People with psoriasis get this question a lot, says Carolyn Jacob, MD. In addition to serving as director at Chicago Cosmetic Surgery and Dermatology in Illinois, she has the autoimmune disease.
“It's understandable that others don't want to catch something,” she says. “But it still hurts, because if your rash was contagious, of course you wouldn't expose others to it.”
Brittany Ineson of Queens, NY, understands why others might be cautious, especially when her psoriasis is really flaring. A doctor diagnosed her recently with severe plaque psoriasis that covered 90% of her body. She even had flare-ups on her palms and bottoms of her feet. And that can be alarming to someone who doesn’t know what it is.
What you can do:
When someone asks Jacob if her skin problem is contagious, she usually says, “No, I have psoriasis, which is a genetic condition. You can't catch it.”
Ineson gets a lot of stares, she says, but most people are more curious than mean. She often approaches the subject first and asks others if they’d like to know more about her red, flaky patches. This tactic works much better than getting nasty and lashing out, she says.
“I find that when I’m calm, they’re calm,” she says.

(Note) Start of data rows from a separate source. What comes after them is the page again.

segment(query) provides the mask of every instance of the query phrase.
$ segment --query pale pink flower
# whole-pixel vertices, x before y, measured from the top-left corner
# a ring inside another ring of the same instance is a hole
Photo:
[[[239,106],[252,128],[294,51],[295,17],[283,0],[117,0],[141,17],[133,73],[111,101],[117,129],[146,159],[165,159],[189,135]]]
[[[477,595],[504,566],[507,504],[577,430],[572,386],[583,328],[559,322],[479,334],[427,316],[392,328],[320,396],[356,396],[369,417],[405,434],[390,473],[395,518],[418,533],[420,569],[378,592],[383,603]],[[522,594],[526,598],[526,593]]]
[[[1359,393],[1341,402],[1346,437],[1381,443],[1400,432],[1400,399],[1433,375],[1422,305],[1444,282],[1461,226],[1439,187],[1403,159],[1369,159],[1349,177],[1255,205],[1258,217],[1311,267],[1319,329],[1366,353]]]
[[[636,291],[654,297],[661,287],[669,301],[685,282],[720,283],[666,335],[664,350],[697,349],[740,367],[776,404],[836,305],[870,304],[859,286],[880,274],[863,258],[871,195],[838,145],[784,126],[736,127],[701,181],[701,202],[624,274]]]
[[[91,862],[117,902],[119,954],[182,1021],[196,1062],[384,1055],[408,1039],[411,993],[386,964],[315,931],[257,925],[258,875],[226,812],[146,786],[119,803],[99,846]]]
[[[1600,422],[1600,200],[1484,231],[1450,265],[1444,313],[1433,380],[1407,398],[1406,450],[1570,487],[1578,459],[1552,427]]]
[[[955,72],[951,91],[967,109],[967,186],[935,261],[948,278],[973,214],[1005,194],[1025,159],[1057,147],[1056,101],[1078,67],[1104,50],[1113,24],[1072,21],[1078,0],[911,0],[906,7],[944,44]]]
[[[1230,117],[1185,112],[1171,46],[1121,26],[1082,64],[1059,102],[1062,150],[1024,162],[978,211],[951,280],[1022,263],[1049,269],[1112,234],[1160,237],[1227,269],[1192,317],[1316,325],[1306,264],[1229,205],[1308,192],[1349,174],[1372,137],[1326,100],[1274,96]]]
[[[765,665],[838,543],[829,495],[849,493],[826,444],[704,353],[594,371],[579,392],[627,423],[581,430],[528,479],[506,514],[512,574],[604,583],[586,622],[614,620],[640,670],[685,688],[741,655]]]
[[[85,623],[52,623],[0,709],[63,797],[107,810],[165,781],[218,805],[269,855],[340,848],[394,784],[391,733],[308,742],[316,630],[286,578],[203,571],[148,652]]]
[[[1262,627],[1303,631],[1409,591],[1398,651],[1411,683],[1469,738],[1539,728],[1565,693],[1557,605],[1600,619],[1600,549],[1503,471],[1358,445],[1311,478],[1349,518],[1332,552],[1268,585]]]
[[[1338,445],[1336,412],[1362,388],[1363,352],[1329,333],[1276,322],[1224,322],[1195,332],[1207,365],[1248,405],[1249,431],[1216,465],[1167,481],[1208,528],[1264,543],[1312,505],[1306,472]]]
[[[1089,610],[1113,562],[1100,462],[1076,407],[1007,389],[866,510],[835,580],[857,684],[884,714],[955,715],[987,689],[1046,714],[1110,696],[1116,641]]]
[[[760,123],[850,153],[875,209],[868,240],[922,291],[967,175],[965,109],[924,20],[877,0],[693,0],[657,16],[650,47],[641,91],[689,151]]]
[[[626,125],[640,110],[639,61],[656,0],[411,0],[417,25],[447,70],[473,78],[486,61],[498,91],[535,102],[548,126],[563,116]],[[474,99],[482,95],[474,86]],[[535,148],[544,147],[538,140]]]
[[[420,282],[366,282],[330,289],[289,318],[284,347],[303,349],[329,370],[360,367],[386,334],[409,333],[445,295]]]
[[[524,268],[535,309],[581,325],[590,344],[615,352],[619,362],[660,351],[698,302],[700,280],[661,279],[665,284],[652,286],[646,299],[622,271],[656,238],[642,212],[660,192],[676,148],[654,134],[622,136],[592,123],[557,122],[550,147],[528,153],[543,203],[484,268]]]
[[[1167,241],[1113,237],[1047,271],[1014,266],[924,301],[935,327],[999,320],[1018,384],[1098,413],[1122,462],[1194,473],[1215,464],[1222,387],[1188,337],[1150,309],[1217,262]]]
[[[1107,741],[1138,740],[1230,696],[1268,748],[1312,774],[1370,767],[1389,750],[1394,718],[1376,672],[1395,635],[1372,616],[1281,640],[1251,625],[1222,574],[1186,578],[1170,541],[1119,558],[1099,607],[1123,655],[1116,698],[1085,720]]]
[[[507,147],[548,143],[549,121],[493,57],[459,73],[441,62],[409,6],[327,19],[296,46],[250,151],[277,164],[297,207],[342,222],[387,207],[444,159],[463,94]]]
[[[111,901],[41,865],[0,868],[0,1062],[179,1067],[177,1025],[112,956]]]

In an effort not to make others uncomfortable or anxious, she tries to hide her angry-looking outbreaks with clothes. She wears long sleeves in the summer. She realizes that people who have never seen psoriasis might be fearful of touching her, so she assures them that there’s no reason to be afraid.
You might hear: “What's the big deal? It's just a rash.”
Yes, psoriasis can be itchy and aggravating. But what many people don'trealize is that it's a serious health condition.